The past couple of weeks have been nothing less than a crazy whirl wind - like the kind Dorothy had. I keep waiting to wake up in my bed with some friends around me and say, "Wait you were there too! You were on stage with me at Lolla! You were in a pool! You sat next to me on a plane and made me an awesome playlist on my iPhone!" ....or something like that. The only difference is this - I know that the past few weeks have been awesome, stressful, nonstop and I won't be waking up telling tales of scarecrows, lions, and men made of tin. (maybe a few witches but hey...)
Sadly, I took my last trip of the summer to Chicago and finally got to meet Lil' Baby. He's precious, perfect, and it kills me that I can't squeeze his little toes everyday. Thank God for my darling sister and her iPhone. I'm no techy, but since July 23rd my appreciation for technology has grown leaps and bounds.
I also attended Lollapalooza. There really aren't even enough words to describe that whole adventure. I made some new friends and am really looking forward to what the future has in store. As if I needed more reasons to love Chicago, my second love, my second city.
This trip really got some wheels turning in my head, and one thought that just won't go away is -WTF?! How the hell are some people able to cheat on their significant other?! I mean, the only relationship I've been in for a while is with the city I love so much and all this talk about Chicago and leaving my heart there has made me feel sooooooo horribly guilty. AND it's a city. A CITY!
This city has never wronged me, never left me feeling alone, and always always encouraged me to strive for more without feeling like I was on the road to no where. AND what do I do? Cry the moment I hear the "ding" on an airplane and even more so when I hear the words that have always been so comforting, "Welcome to Austin, TX."

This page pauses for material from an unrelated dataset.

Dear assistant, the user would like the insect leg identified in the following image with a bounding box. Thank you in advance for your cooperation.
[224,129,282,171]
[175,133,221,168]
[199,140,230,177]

Maybe it's the heat Texas is trying to kill me with. Maybe it's Lil Baby. Maybe it was all the music and zha-zha-zhu in Grant Park during Lollapalooza (and after)....I'm not sure what it is, but it's something. And that something is haunting. Maybe it will fade with summer the way so many romances do. If that's the case it may be a while. Either way, I love you Austin, but something else fits too...maybe...we'll see.